Parkinson hastalığı (PH) Alzheimer haber hastalığından sonra en sık görülen nörodejeneratif hastalıktır.
Prof. Dr. Hülya APAYDIN
İstanbul Üniversitesi, Cerrahpaşa Tıp Fakültesi, Nöroloji Anabilim Dalı
PH klinik olarak tanı konulan bir hastalıktır ve bradikinezi, istirahat tremoru, rijidite ve duruşu ve dengeyi koruyan reflekslerin bozulması ile şekillenen dört kardinal bulgusu vardır.
Parkinsonlu hastalarda fizyoterapinin ilaç tedavisiyle birlikte uygulanmasının hastaların yaşam kalitesi üzerinde olumlu etkileri gösterilmiştir.
Parkinson hastalığı (PH) Alzheimer hastalığından sonra en sık görülen nörodejeneratif hastalıktır.

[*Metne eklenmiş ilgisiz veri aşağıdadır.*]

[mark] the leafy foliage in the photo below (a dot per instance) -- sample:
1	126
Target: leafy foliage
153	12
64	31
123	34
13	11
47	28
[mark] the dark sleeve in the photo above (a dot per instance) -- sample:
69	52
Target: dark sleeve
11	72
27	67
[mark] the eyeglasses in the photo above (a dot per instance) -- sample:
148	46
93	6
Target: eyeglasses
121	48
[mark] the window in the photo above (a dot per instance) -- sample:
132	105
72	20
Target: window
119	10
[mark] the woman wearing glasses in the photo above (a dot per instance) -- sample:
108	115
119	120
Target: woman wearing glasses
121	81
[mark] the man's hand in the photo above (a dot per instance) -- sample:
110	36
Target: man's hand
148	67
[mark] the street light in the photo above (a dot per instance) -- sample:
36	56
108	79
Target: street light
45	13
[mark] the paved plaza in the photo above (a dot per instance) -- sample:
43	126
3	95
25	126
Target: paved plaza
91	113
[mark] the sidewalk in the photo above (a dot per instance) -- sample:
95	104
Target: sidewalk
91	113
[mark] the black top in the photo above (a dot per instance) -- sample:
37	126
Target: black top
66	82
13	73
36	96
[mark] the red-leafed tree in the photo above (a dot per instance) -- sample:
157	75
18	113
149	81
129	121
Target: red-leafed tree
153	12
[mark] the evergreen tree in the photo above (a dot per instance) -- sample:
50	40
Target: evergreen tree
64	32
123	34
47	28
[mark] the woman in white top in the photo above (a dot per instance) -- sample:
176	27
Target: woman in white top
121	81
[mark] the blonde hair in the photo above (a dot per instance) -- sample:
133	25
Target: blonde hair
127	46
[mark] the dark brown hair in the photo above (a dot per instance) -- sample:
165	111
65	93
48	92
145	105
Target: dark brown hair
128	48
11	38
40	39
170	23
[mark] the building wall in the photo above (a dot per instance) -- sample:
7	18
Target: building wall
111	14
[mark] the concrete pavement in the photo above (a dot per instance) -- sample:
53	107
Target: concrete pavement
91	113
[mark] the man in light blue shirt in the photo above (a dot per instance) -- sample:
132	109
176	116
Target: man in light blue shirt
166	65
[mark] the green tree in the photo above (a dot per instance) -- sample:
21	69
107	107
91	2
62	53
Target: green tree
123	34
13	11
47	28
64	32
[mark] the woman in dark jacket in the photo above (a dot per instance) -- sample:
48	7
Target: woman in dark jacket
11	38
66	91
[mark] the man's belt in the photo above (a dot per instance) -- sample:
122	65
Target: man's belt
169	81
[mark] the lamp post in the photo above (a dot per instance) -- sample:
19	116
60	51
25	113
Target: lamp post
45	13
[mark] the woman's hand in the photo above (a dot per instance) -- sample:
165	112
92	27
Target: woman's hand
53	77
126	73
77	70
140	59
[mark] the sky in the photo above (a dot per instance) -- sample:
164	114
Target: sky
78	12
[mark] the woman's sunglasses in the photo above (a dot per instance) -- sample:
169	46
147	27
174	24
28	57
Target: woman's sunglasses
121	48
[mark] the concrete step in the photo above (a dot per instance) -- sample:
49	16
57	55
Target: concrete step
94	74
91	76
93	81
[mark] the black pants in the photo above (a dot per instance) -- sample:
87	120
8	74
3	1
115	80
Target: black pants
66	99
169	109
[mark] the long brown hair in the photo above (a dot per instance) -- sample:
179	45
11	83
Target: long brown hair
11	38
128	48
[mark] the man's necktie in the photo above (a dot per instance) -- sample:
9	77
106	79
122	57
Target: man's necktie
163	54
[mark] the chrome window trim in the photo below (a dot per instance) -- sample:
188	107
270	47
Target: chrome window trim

Toplumda görülme sıklığı yılda ortalama 12/1000’dir. Sıklık, 65 yaş üzerinde yaşla %1–3’e kadar artar. %10 oranında genç (<40y) başlangıçlıdır. Genç başlangıçlı parkinsonun çoğu ailevidir. Ülkemizde 100.000 nüfuslu bir bölgede yaklaşık 100–200 Parkinson hastası bulunmaktadır. Bir saha çalışmasında bu sayı 113 bulunmuş’tur; buna göre toplam 85–100 bin Parkinson hastası olduğu düşünülmektedir.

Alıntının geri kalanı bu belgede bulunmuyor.